Lead Counsel independently verifies Bankruptcy attorneys in Tea by conferring with South Dakota bar associations and conducting annual reviews to confirm that an attorney practices in their advertised practice areas and possesses a valid bar license for the appropriate jurisdictions.
If you’re overwhelmed with debt and are looking for legal solutions to solve your financial crisis then bankruptcy may be a great option for you. A skilled Tea bankruptcy lawyer can help determine whether bankruptcy can help eliminate your debt, and get you back on your feet.
Did you know there are various types of bankruptcy that each serve a different purpose and require a different skillset? A Chapter 7 Bankruptcy is one type a bankruptcy attorney may decide is the best way for you to liquidate your assets to pay off creditors. This is especially true if you currently have no income.
On the other hand, a Bankruptcy law firm may select a Chapter 13 Bankruptcy as a way for you to keep control of your belongings while paying back your creditors over time.
In legal practice, experience matters. An experienced attorney will likely have handled issues similar to yours many, many times. Therefore, after listening to your situation, the attorney should have a reasonable idea of the time line for a case like yours and the likely resolution.
Prepare for your consultation by writing down notes of your understanding of the case, jot down questions and concerns for the attorney, and gather your documents. Remember that you are trying to get a sense of whether the attorney has your trust and can help you address your legal issues. Questions should include how the attorney intends to resolve your issue, how many years he/she has been practicing law and specifically practicing in your area, as well as how many cases similar to yours the attorney has handled. It can also be helpful to broach the subject of fees so that you understand the likely cost and structure of your representation by a specific attorney and/or legal team.
For most consumer legal issues, the size of the practice is much less important than the experience, competence, and reputation of the attorney(s) handling your case.
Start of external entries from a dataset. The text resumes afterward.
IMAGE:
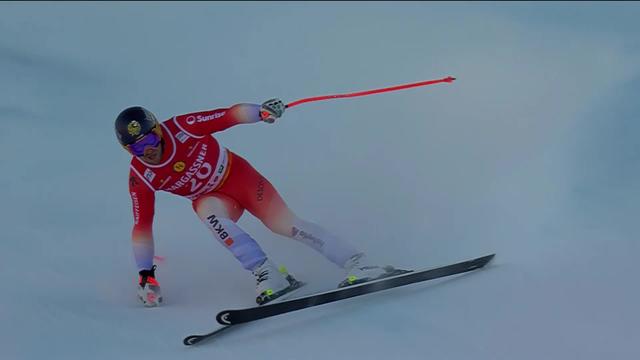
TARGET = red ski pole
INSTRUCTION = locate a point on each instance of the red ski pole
(448, 79)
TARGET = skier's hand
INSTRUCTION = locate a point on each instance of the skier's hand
(271, 110)
(149, 288)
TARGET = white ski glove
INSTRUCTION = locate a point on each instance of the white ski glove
(271, 110)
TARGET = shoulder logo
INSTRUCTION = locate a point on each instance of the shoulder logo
(149, 175)
(191, 119)
(132, 181)
(179, 166)
(182, 137)
(133, 128)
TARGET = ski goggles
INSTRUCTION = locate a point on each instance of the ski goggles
(151, 139)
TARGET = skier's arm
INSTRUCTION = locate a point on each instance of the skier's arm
(143, 204)
(208, 122)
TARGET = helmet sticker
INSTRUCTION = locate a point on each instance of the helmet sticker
(134, 128)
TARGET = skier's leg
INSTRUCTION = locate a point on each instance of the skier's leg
(220, 213)
(259, 197)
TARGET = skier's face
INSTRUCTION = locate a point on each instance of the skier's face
(152, 154)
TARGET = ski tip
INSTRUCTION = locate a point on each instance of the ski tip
(192, 340)
(482, 261)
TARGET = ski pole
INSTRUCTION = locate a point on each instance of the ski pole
(448, 79)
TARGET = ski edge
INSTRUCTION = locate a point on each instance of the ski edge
(223, 316)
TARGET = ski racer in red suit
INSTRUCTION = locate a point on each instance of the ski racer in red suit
(181, 156)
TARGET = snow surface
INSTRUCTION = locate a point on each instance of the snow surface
(532, 154)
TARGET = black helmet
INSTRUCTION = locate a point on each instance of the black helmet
(135, 122)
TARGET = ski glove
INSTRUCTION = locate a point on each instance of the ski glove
(148, 288)
(271, 110)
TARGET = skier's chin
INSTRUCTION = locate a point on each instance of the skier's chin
(152, 158)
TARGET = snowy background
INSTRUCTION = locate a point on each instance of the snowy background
(532, 153)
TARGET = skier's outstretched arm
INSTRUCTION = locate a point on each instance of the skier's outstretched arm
(207, 122)
(143, 205)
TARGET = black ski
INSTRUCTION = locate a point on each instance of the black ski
(231, 318)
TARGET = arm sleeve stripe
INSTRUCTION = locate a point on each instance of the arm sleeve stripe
(144, 180)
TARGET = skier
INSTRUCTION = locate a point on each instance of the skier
(179, 156)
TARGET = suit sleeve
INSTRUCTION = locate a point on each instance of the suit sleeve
(211, 121)
(143, 205)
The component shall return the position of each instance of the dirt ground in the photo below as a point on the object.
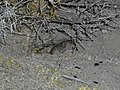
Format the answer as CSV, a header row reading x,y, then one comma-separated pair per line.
x,y
96,68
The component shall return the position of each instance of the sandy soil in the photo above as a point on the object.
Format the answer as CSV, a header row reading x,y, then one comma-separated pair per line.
x,y
96,67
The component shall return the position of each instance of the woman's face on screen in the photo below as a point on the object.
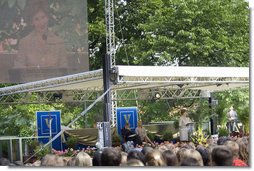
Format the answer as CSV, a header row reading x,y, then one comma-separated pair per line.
x,y
40,21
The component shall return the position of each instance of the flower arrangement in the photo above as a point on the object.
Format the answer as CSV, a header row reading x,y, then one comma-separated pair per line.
x,y
67,152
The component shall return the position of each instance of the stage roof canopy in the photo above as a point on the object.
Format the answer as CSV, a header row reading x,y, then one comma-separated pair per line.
x,y
143,77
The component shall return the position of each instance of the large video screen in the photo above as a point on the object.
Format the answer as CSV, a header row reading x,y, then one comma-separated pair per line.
x,y
42,39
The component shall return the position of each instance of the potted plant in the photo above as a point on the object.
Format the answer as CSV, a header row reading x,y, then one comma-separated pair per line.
x,y
72,142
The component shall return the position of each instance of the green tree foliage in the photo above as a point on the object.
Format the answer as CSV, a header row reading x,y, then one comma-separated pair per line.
x,y
191,32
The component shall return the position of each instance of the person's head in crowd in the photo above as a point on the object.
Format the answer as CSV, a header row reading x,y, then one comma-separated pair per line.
x,y
133,154
222,156
205,155
82,159
194,154
180,154
222,140
127,125
146,149
134,162
170,158
234,147
124,158
154,158
97,158
243,149
189,161
52,160
111,157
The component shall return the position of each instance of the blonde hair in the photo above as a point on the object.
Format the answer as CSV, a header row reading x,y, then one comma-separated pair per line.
x,y
82,159
154,158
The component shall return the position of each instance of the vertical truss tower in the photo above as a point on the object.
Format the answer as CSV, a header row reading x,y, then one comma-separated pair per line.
x,y
110,50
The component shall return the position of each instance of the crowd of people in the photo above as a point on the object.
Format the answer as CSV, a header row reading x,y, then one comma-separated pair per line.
x,y
227,151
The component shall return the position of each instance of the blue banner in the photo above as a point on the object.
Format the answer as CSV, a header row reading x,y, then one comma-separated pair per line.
x,y
127,114
49,123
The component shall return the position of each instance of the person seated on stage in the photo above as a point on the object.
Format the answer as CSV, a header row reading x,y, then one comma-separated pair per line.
x,y
141,131
128,135
183,125
232,120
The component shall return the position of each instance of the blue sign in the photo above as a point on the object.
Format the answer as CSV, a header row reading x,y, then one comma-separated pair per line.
x,y
49,123
127,114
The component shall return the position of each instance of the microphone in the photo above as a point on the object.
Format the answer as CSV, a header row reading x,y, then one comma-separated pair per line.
x,y
44,37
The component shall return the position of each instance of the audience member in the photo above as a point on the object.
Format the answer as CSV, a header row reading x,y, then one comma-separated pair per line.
x,y
222,156
111,157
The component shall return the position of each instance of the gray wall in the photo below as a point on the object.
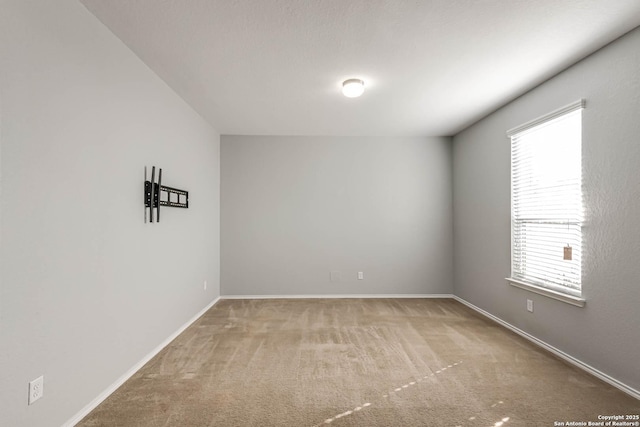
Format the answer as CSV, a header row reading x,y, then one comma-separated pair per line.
x,y
87,289
296,208
603,334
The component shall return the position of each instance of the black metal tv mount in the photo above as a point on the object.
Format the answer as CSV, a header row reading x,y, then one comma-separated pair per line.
x,y
156,195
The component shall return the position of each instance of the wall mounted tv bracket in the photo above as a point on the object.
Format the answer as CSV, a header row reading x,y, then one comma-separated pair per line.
x,y
156,195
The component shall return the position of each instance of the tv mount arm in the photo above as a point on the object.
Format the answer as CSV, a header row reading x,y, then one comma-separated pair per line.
x,y
156,195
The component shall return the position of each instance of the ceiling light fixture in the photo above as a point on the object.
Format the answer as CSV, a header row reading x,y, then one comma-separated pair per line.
x,y
352,88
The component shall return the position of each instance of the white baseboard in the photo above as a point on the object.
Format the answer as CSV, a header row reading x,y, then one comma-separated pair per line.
x,y
561,354
135,368
334,296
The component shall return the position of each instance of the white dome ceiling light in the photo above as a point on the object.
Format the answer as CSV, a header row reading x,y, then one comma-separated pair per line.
x,y
352,88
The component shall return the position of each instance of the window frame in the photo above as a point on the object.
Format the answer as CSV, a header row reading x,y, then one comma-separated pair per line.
x,y
550,291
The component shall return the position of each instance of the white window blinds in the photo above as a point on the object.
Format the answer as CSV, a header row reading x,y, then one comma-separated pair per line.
x,y
546,201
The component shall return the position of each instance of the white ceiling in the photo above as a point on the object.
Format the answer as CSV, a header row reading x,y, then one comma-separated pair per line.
x,y
431,67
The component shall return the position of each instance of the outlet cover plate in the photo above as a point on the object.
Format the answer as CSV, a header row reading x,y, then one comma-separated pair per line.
x,y
36,389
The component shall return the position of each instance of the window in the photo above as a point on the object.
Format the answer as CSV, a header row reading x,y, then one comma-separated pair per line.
x,y
546,204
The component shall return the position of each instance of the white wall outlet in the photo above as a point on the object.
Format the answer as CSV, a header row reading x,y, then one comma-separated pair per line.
x,y
36,389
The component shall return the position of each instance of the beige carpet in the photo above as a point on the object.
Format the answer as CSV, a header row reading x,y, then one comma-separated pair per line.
x,y
355,362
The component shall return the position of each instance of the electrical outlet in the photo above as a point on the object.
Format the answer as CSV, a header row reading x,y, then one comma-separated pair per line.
x,y
36,389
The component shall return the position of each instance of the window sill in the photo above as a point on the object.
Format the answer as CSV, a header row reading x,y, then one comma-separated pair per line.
x,y
569,299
Among the most important factors when choosing an attorney are your comfort level with the attorney or practice and the attorney’s track record in bringing about quick, successful resolutions to cases similar to yours.
Pro se – This Latin term refers to representing yourself in court instead of hiring professional legal counsel. Pro se representation can occur in either criminal or civil cases.
Statute – Refers to a law created by a legislative body. For example, the laws enacted by Congress are statutes.
Subject matter jurisdiction – Requirement that a particular court have authority to hear the claim based on the specific type of issue brought to the court. For example, the U.S. Bankruptcy Court only has subject matter jurisdiction over bankruptcy filings, therefore it does not have the authority to render binding judgment over other types of cases, such as divorce.